An Enormous 45% Hit on B&M Retail Sales Potentials!. One of the most significant trends that has helped define the new normals for retailing and our downtowns is the increasingly significant share of the sales of the merchandise sold in GAFO stores that are being captured by online operations. Obviously, the more sales dollars the e-stores win, the less there are for brick and mortar shops (B&Ms) to capture.

A while back, in another blog posting, I presented the above table, taken from a provocative  study by Hortacsu and Syverson,  that showed  e-store market penetration for a range of retail  categories in 2013 along with estimates of the years in which they each would reach 25%, 50%, 75% and 90% market shares.

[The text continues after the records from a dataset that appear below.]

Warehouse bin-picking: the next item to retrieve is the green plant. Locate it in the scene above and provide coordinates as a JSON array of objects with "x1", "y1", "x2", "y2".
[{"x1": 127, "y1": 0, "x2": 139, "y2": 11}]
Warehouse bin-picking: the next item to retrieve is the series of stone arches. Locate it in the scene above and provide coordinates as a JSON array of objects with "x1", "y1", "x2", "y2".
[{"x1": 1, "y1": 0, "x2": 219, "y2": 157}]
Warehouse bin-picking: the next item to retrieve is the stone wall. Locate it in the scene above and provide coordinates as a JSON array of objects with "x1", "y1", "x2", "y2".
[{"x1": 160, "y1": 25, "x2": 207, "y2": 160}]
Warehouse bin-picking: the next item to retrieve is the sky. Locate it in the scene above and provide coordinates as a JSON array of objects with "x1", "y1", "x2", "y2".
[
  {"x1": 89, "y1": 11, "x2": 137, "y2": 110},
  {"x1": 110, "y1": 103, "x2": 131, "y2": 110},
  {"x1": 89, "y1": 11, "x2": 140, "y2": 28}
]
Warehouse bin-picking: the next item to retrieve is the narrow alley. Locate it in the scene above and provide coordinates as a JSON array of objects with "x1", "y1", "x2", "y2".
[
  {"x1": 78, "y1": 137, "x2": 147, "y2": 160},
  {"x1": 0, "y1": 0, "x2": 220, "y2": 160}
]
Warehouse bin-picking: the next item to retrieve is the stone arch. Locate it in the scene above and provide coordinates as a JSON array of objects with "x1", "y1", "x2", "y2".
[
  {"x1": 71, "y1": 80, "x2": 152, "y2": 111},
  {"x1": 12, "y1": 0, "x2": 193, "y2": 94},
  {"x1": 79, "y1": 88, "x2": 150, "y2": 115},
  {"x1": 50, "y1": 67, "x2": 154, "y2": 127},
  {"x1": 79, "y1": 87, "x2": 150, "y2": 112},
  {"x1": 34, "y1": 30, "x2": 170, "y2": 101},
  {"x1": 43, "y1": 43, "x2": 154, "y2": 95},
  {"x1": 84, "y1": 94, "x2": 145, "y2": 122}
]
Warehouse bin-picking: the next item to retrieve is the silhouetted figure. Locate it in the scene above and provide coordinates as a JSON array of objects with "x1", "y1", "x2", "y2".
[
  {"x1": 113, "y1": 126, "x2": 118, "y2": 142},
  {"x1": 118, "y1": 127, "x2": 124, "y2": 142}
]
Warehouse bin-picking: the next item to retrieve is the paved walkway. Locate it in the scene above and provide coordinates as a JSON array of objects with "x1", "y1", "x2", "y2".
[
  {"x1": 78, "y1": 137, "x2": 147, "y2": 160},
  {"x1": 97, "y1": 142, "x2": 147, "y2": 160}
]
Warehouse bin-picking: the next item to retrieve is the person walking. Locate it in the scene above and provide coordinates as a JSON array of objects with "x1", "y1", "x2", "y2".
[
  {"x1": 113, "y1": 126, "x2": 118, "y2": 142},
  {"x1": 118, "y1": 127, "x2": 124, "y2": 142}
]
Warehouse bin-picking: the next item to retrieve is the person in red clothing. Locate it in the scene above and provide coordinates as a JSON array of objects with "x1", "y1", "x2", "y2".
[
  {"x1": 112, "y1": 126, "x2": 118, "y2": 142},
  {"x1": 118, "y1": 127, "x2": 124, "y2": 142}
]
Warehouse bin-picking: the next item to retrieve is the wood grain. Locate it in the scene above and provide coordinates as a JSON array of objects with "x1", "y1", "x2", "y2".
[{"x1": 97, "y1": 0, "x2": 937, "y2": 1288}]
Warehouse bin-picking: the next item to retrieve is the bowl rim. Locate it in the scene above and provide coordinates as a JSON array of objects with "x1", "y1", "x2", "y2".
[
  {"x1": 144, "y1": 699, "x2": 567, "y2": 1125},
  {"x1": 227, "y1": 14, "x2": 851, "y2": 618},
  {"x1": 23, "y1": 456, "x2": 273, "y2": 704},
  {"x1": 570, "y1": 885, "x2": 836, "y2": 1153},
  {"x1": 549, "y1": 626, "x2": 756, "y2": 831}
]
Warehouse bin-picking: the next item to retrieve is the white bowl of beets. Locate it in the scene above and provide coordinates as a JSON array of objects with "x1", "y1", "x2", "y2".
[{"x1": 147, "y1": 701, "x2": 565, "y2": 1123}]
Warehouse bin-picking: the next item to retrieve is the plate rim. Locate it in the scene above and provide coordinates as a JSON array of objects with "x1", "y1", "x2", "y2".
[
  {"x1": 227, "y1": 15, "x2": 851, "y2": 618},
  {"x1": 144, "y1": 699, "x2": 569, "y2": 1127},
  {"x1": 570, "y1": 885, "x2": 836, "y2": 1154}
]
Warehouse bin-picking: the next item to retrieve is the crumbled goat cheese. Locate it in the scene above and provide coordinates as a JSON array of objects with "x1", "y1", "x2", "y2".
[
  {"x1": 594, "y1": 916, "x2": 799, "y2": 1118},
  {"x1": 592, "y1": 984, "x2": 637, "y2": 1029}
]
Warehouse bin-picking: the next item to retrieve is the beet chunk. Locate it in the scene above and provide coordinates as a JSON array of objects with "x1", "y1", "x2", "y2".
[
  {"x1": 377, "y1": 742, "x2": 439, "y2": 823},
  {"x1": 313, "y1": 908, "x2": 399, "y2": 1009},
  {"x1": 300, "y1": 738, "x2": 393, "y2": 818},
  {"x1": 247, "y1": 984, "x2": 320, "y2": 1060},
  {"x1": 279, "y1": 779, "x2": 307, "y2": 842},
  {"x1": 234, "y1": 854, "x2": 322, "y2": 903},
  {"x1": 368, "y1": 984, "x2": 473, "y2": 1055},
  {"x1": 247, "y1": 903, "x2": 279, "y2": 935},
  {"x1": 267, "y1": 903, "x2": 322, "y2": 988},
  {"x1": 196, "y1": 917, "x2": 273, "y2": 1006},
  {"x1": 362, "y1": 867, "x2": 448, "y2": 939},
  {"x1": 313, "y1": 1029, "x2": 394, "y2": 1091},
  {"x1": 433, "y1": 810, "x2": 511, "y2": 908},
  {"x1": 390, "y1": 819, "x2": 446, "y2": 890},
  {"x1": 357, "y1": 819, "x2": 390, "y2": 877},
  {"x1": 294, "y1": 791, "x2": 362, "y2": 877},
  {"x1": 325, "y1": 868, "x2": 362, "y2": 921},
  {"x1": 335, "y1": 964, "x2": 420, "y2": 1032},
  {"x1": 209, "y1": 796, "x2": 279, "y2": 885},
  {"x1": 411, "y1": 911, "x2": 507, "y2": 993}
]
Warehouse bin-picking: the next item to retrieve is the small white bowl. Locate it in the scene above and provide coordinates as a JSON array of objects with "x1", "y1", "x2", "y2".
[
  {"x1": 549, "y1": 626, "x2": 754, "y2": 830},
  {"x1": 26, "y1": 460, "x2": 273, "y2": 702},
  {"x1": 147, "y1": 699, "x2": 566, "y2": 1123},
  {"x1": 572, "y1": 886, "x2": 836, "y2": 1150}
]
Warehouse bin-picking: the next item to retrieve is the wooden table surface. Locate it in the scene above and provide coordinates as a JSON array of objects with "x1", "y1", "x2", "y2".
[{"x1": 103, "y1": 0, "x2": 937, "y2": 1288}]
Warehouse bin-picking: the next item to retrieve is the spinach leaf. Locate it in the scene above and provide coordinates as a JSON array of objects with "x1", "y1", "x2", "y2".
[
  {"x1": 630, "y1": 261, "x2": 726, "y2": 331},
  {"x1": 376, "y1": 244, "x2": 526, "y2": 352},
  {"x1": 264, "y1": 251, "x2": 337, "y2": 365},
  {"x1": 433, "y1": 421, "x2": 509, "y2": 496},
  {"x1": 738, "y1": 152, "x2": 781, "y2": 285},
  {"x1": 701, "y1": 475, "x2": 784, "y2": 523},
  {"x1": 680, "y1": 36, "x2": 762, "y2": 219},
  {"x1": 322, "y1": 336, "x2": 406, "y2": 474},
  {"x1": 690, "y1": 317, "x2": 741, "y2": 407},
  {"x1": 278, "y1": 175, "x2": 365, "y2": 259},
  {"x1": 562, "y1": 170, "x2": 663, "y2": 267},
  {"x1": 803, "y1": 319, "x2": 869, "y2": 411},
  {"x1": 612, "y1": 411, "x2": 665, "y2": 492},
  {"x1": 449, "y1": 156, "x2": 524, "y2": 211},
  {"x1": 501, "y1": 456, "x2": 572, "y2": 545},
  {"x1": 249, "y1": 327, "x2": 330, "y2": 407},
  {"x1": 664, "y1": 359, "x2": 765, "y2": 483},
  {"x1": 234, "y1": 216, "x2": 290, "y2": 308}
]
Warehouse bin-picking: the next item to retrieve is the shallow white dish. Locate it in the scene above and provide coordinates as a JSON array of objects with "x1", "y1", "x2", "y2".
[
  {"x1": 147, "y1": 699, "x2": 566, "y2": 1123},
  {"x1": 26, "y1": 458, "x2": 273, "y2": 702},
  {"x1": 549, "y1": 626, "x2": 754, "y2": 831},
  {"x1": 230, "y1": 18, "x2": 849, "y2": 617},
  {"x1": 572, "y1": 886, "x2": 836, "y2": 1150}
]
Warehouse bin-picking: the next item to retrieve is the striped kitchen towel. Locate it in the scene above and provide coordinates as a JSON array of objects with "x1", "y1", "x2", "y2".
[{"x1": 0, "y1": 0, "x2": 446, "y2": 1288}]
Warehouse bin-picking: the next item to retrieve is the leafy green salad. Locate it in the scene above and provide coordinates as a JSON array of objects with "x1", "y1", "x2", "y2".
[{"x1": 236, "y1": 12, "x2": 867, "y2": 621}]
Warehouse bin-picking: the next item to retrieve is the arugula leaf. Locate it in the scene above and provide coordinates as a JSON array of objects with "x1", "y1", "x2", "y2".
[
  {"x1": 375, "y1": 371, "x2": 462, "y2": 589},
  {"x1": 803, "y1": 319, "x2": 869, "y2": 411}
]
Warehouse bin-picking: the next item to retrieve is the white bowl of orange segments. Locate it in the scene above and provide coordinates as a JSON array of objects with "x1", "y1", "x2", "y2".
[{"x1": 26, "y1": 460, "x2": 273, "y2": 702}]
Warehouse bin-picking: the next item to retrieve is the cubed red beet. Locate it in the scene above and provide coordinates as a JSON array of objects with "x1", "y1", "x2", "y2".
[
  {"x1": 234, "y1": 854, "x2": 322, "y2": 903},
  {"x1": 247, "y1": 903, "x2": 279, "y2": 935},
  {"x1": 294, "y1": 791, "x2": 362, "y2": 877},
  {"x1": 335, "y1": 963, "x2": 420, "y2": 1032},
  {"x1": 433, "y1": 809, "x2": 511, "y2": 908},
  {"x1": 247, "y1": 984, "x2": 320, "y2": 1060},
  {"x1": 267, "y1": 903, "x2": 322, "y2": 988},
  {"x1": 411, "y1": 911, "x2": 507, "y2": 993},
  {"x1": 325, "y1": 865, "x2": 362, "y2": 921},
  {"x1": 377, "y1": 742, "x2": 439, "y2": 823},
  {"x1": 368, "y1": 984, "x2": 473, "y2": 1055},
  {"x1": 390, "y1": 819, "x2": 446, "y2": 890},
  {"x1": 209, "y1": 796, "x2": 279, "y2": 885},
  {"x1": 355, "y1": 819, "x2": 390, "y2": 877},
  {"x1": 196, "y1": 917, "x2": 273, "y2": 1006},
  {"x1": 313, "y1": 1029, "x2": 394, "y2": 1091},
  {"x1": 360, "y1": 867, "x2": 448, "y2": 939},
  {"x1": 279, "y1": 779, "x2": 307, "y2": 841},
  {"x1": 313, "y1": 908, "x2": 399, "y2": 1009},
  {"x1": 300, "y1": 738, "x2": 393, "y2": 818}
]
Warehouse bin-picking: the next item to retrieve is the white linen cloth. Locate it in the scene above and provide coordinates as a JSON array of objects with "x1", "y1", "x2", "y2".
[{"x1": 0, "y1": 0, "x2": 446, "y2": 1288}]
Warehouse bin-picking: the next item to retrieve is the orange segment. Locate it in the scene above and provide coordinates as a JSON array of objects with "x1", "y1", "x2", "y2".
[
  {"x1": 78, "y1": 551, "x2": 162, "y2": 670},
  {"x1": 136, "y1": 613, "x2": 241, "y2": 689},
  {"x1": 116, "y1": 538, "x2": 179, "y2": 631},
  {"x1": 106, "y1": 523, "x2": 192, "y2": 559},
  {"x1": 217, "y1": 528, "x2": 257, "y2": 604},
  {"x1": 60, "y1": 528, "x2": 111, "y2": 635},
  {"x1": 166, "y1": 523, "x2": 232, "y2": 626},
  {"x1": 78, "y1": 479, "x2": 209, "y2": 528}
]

A more recent 2019 report by Morgan Stanley suggests that the Hortacsu and Syverson study was pretty sound. It found that while “…e-commerce penetration reached 11% of total retail sales at the end of 2018”  that “e-commerce penetration in the GAFO segment”  was now over 45%.(1) That makes it so much harder for B&M GAFO retailers to survive, much less thrive, unless they are executing or part of an omni-channel marketing strategy.

The Morgan Stanley report also found that “the shift to e-commerce has hit the home-furnishings segment the hardest,” while clothing, linens and other “soft” goods have experienced a significant “e-commerce disintermediation” with a 22% e-commerce penetration expected in 2019. (2)  It was long thought that these two retail segments would be resistant to e-store penetration because one offers large and heavy merchandise and the other offers merchandise that consumers would want to touch, feel and try on. One weakness of such thinking was the failure to recognize that so many of the soft goods we buy are like commodities and we don’t need to touch them, feel them or try them on. For example, lots of people have long bought shirts, trousers, shoes, dresses, swimsuits, parkas from catalogs. They often are buying more garments like the ones they already have – e.g., I have countless blue, button down collar shirts — or replacements for them. Then, too, lots of home furnishings products are not furniture suites or otherwise prohibitively large, while others have been re-imagined – e.g., Casper Mattresses – so they can be shipped “small.” 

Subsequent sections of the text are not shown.